На эти месяцы жестокие супруги Брики загадали – напишет Владимир какой-нибудь шедевр или не напишет? Оба были почти уверены, что напишет. И в новогоднюю ночь на поэму пророчили. А Маяковский встречал новый, 1923-й в полном одиночестве с Лилиным портретом. Незадолго до смерти он писал в стихах, что молился на фотографию Ленина. А сейчас – на фото грешной стервы. И родился последний шедевр крупноразмерной лирики «Про это».

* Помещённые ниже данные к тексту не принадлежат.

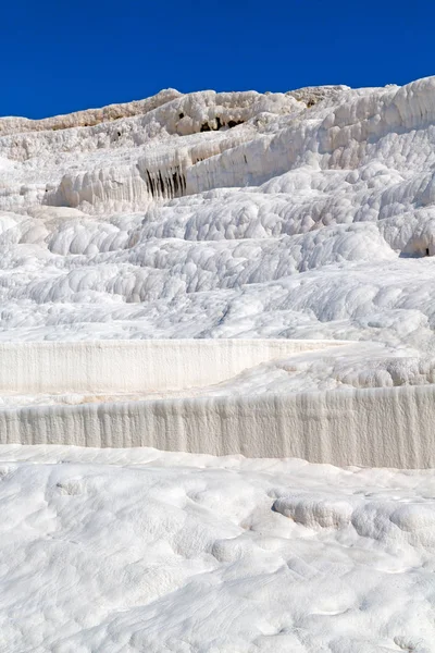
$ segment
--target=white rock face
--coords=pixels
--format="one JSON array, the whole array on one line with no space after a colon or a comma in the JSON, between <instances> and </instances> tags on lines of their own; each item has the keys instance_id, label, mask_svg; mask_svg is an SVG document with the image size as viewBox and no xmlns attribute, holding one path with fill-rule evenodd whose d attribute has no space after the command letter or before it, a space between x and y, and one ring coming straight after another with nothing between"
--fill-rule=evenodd
<instances>
[{"instance_id":1,"label":"white rock face","mask_svg":"<svg viewBox=\"0 0 435 653\"><path fill-rule=\"evenodd\" d=\"M0 119L0 338L432 356L434 122L435 78Z\"/></svg>"},{"instance_id":2,"label":"white rock face","mask_svg":"<svg viewBox=\"0 0 435 653\"><path fill-rule=\"evenodd\" d=\"M433 471L0 447L8 653L434 650Z\"/></svg>"},{"instance_id":3,"label":"white rock face","mask_svg":"<svg viewBox=\"0 0 435 653\"><path fill-rule=\"evenodd\" d=\"M434 651L432 470L226 455L435 466L434 171L435 78L0 119L1 651Z\"/></svg>"}]
</instances>

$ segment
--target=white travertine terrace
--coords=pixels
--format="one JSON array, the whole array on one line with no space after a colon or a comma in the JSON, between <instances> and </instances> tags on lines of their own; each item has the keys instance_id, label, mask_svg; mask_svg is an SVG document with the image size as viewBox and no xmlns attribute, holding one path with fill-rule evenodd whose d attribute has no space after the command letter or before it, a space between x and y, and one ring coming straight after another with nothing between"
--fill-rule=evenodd
<instances>
[{"instance_id":1,"label":"white travertine terrace","mask_svg":"<svg viewBox=\"0 0 435 653\"><path fill-rule=\"evenodd\" d=\"M4 415L23 415L32 405L37 412L72 411L79 422L90 403L97 411L98 404L110 404L114 416L121 399L130 402L128 410L141 402L147 410L148 401L170 402L174 415L173 406L182 405L176 402L233 402L237 414L247 401L270 406L272 396L286 396L288 405L299 406L297 396L320 392L327 397L315 399L320 414L330 415L325 406L346 395L355 397L353 415L365 406L361 397L373 396L376 415L377 402L393 406L400 396L417 416L420 386L430 393L435 382L434 124L433 77L403 87L275 94L167 89L41 121L0 119ZM163 373L169 367L158 365L162 383L156 378L145 391L134 371L140 356L114 354L121 341L179 337L222 340L210 349L216 356L224 341L235 338L240 350L236 355L232 345L227 367L216 358L214 377L194 380L181 365L174 387ZM256 356L244 349L249 338L256 340ZM271 360L263 357L264 338L350 343ZM11 340L26 344L7 345ZM96 362L105 345L88 349L86 343L107 340L114 342L111 354ZM63 344L41 343L38 349L41 341ZM86 353L84 362L76 358L82 377L70 355L63 372L48 354L41 356L51 352L55 360L74 341L83 341L76 353ZM167 353L177 346L169 345ZM157 352L159 345L142 347ZM198 364L201 371L206 367ZM101 386L91 372L97 368L105 379ZM38 385L39 369L47 379L51 374L51 387ZM330 399L335 394L339 398ZM389 415L389 408L380 411ZM341 419L343 428L351 423ZM425 419L423 440L430 415ZM216 442L219 423L210 426ZM325 433L332 423L326 417ZM363 416L359 423L365 423ZM285 420L279 424L287 432ZM158 433L156 442L163 442L156 429L147 427L149 436ZM237 429L234 438L243 443ZM181 438L179 447L197 442ZM221 451L211 435L202 438L204 451ZM252 455L272 451L251 446ZM303 455L339 461L334 446ZM381 455L377 445L361 446L343 459L355 454L362 464L417 465L426 456L396 459ZM249 453L243 444L234 451ZM284 455L287 448L273 451Z\"/></svg>"},{"instance_id":2,"label":"white travertine terrace","mask_svg":"<svg viewBox=\"0 0 435 653\"><path fill-rule=\"evenodd\" d=\"M0 119L1 652L434 652L434 171L433 77Z\"/></svg>"}]
</instances>

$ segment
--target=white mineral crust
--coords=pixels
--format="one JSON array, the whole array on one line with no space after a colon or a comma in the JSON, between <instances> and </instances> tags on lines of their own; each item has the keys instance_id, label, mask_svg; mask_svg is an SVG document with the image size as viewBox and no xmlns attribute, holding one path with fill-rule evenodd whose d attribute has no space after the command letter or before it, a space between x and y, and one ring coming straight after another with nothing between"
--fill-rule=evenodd
<instances>
[{"instance_id":1,"label":"white mineral crust","mask_svg":"<svg viewBox=\"0 0 435 653\"><path fill-rule=\"evenodd\" d=\"M32 441L54 442L64 412L76 442L101 401L116 431L116 402L151 395L171 397L186 433L188 407L199 407L201 446L215 423L203 406L213 419L227 410L241 451L244 406L258 407L266 442L261 407L302 397L327 435L319 459L358 452L361 464L426 466L434 255L435 77L264 95L167 89L2 118L0 439L15 429L32 440L32 419L52 410L51 431L42 420ZM133 356L119 374L107 359L105 385L90 387L72 348L165 338L240 343L200 382L194 358L181 366L176 387L152 387L152 374L134 385ZM241 354L249 338L256 356ZM269 338L351 342L258 358ZM44 341L70 343L73 375L40 357ZM153 405L162 430L170 404ZM350 445L343 433L361 427L362 405L369 426L394 423ZM302 447L306 431L286 415ZM123 419L134 427L128 410ZM167 442L187 446L181 433ZM1 651L435 651L433 470L25 444L0 446L0 460Z\"/></svg>"}]
</instances>

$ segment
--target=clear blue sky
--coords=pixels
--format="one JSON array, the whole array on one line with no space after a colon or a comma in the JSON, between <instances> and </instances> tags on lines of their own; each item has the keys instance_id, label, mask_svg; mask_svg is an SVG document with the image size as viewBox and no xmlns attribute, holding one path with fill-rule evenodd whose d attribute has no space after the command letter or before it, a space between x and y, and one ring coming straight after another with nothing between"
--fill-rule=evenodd
<instances>
[{"instance_id":1,"label":"clear blue sky","mask_svg":"<svg viewBox=\"0 0 435 653\"><path fill-rule=\"evenodd\" d=\"M0 115L435 74L434 0L0 2Z\"/></svg>"}]
</instances>

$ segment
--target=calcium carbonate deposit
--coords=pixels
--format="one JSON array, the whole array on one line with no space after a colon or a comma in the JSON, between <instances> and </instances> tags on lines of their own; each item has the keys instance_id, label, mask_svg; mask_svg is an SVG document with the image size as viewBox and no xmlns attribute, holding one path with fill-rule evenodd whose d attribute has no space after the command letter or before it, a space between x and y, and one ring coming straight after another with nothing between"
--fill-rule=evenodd
<instances>
[{"instance_id":1,"label":"calcium carbonate deposit","mask_svg":"<svg viewBox=\"0 0 435 653\"><path fill-rule=\"evenodd\" d=\"M435 77L0 119L0 650L434 652L434 255Z\"/></svg>"}]
</instances>

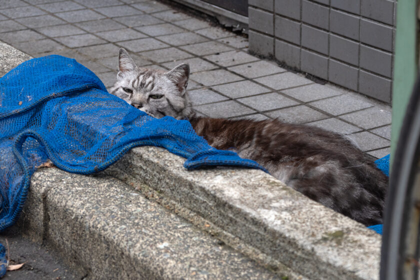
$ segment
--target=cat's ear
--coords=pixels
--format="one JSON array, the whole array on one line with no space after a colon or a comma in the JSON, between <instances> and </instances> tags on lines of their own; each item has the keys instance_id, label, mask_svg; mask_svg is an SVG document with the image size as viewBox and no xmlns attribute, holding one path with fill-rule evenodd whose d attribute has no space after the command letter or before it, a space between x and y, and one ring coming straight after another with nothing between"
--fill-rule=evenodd
<instances>
[{"instance_id":1,"label":"cat's ear","mask_svg":"<svg viewBox=\"0 0 420 280\"><path fill-rule=\"evenodd\" d=\"M180 64L169 72L166 73L168 77L173 81L181 96L184 95L188 85L188 78L190 76L190 66L186 63Z\"/></svg>"},{"instance_id":2,"label":"cat's ear","mask_svg":"<svg viewBox=\"0 0 420 280\"><path fill-rule=\"evenodd\" d=\"M118 56L118 67L120 71L122 72L132 71L137 67L136 62L130 57L127 51L122 48L120 49Z\"/></svg>"}]
</instances>

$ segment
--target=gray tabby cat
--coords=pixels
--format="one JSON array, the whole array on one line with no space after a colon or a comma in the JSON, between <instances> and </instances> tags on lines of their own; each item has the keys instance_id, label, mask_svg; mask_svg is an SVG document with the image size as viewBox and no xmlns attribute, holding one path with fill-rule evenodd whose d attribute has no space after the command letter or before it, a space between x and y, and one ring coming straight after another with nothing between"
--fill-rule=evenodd
<instances>
[{"instance_id":1,"label":"gray tabby cat","mask_svg":"<svg viewBox=\"0 0 420 280\"><path fill-rule=\"evenodd\" d=\"M188 119L212 146L233 148L288 186L366 226L382 223L388 178L343 136L276 120L197 116L186 91L188 64L166 72L141 68L122 48L118 61L112 94L152 116Z\"/></svg>"}]
</instances>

Срок запрета кончался 28 февраля. Маяковский и Лиля заранее договорились, что в этот день поедут в Петроград. Маяковский заранее купил билеты. Они встретились на перроне, надолго остались в холодном прокуренном тамбуре, где, перекрикивая стук колес, поэт читал ей на ухо «Про это». Про то, как мучился от любви и разлуки, как ходил под окнами, как они потом поедут в Питер смотреть, как на мосту стоит его лирический герой, Маяковский семилетней давности, собиравшийся прыгнуть в Неву из-за Лилички.
Я бегал от зова разинутых окон,
любя убегал.
Пускай однобоко,
пусть лишь стихом,
лишь шагами ночными —
строчишь,
и становятся души строчными,
и любишь стихом,
а в прозе немею.
Ну вот, не могу сказать,
не умею.
Но где, любимая,
где, моя милая,
где
– в песне! —
любви моей изменил я?
Закончив, Маяковский разрыдался. Лиля была счастлива и горда собой. В том же году «Про это» вышла отдельным изданием с портретами Маяковского и Лили Брик работы художника Родченко. Откровенность, доведенная до предела.